Wojaczek

CFF2015_WOJAC1

Poland in the early 1970s: after visiting his mother and father in the town where he grew up, the young, recently published poet Rafal Wojaczek travels back to his small room in the gloomy city of Wroclaw. He wanders the streets, catches up with his girlfriend Teresa, watches television with his landlady, hangs out at the local café. All the time, he is looking for an opportunity to kill himself…

Rafal Wojaczek is regarded as one of the leading poets of post-war Poland, but this is not your average biopic. Instead, it focuses on a brief period near the end of his life. Though made almost thirty years after his death, the film wears its period trappings very lightly: references to communist rule in Poland are limited to a couple of soldiers, some banners with political slogans that no one pays attention to, and the dire state of the food, much of which has to be imported from Poland’s Soviet Bloc neighbours.
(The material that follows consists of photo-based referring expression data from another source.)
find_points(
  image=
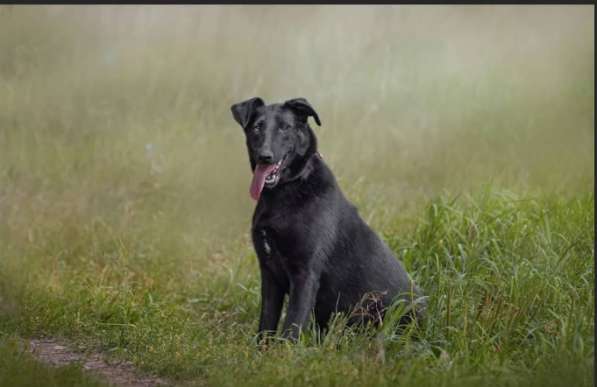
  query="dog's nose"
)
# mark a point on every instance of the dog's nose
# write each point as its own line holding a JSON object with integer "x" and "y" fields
{"x": 265, "y": 157}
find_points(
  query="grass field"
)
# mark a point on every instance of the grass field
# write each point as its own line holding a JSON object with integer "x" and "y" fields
{"x": 465, "y": 136}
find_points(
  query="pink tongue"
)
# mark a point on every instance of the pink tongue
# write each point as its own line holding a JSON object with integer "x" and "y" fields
{"x": 261, "y": 172}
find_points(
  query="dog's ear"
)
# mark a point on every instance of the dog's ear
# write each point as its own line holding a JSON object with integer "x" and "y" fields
{"x": 243, "y": 111}
{"x": 303, "y": 108}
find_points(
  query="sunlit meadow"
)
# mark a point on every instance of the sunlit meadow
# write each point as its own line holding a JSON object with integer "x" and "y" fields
{"x": 464, "y": 135}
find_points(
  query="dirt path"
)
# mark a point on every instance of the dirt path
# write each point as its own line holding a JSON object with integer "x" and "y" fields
{"x": 58, "y": 353}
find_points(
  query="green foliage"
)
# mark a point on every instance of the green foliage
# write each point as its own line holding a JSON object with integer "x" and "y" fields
{"x": 509, "y": 280}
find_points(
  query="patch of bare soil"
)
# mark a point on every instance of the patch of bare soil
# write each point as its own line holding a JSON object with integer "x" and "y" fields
{"x": 118, "y": 373}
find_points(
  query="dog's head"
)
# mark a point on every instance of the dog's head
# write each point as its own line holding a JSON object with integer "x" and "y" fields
{"x": 279, "y": 139}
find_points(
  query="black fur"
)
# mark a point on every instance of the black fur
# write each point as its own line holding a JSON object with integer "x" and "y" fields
{"x": 311, "y": 242}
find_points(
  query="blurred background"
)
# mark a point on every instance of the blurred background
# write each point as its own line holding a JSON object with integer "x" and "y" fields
{"x": 115, "y": 119}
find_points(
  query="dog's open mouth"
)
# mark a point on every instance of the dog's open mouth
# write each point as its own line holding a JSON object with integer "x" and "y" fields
{"x": 265, "y": 175}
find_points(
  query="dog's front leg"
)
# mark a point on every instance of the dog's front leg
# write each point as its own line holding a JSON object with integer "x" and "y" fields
{"x": 303, "y": 290}
{"x": 272, "y": 299}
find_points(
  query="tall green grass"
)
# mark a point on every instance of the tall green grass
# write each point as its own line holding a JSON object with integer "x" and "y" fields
{"x": 464, "y": 134}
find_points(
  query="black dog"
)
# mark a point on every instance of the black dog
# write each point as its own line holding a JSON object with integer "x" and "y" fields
{"x": 311, "y": 242}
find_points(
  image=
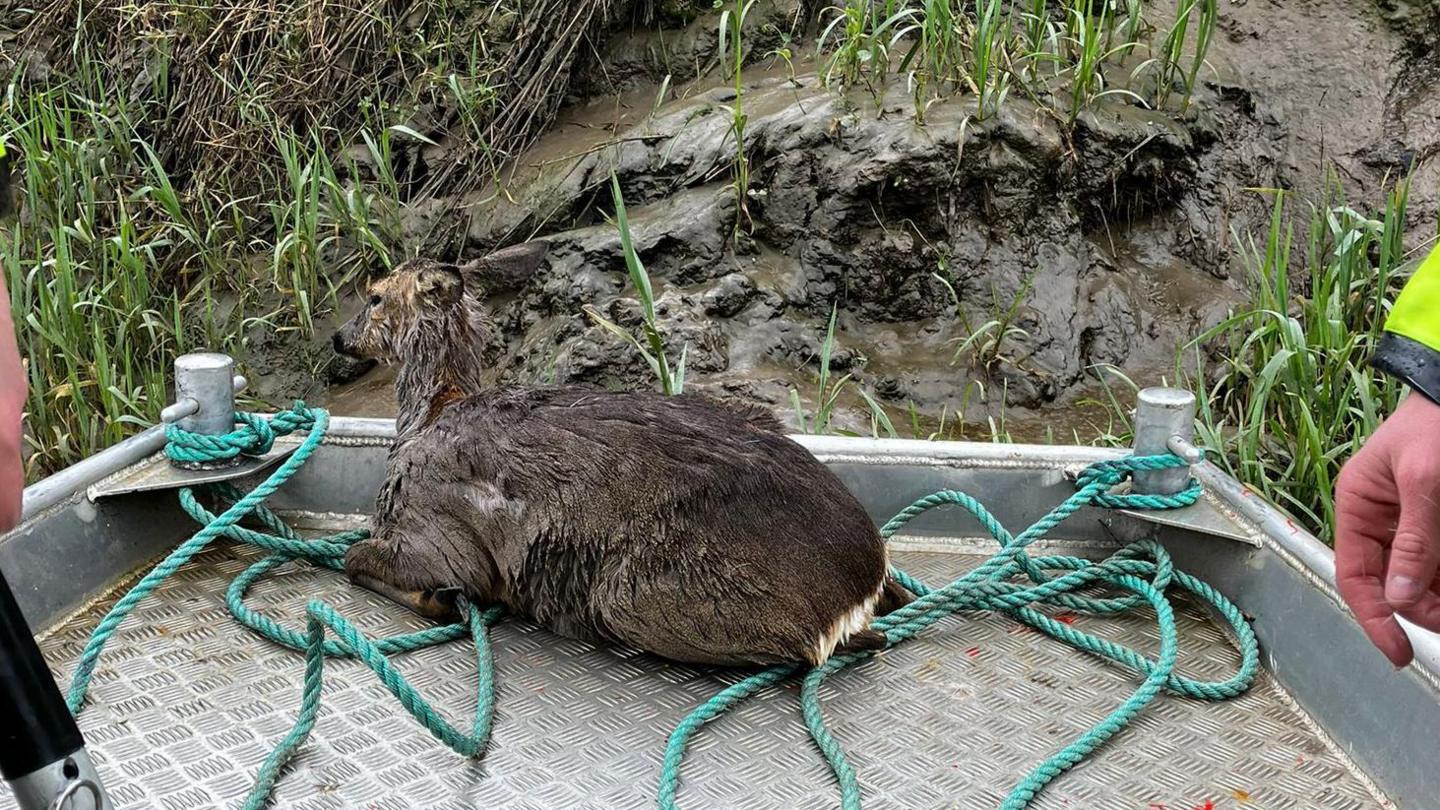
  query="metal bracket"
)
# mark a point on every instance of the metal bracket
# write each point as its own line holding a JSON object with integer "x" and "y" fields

The characters share a resigned, ironic view of the world which could be interpreted as a defence against totalitarianism, but may just be characteristically Eastern European.

Films with unremittingly self-destructive protagonists, like LE FEU FOLLET, LEAVING LAS VEGAS and CONTROL, are often a hard slog. Not so here. Indeed, a film focused on its lead character’s death-wish really has no business being this entertaining. Majewski serves the story brilliantly by holding back and refusing to pass judgement. There are few close-ups in the film. Instead, we tend to see the world going on as Wojaczek moves through it. This distance allows an undertone of dark comedy to come through. In particular, the scenes in the café where the local poets congregate, with its terrible shiny-suited band and banal conversations about toilet facilities, are reminiscent of the lugubriously comic films of Aki Kaurismäki.

Majewski repeatedly finds an unexpected beauty in Poland’s crumbling infrastructure

As a corollary to Majewski’s externalised approach, we are given no real insight into the lead character’s mindset. Wojaczek, played by the 22-year-old Krzysztof Siwczyk — a poet in his own right — never attempts to explain himself. At first, he might appear to be merely play-acting, as when he lies in a freshly-dug grave and instructs the grave-digger to bury him — ‘I’m a dead man already’. When his father finds him half-heartedly trying to gas himself, the older man barely reacts, as if to suggest that it is not the first time this has happened. But as the film progresses, it gives an ever stronger sense that Wojaczek feels he has been painted into an existential corner and sees no other way out, despite his growing success as a poet, support from family and friends and a girlfriend who accepts his mood-swings and rather casual attitude to love-making.

Aided by the film’s black and white cinematography, Majewski repeatedly finds an unexpected beauty in Poland’s crumbling infrastructure. His decision to open and close with very similar shots — Wojaczek breaking a restaurant window at start by jumping out of it, then glaziers replacing the glass — adds an elegiac note to this strange, sad but darkly funny tale.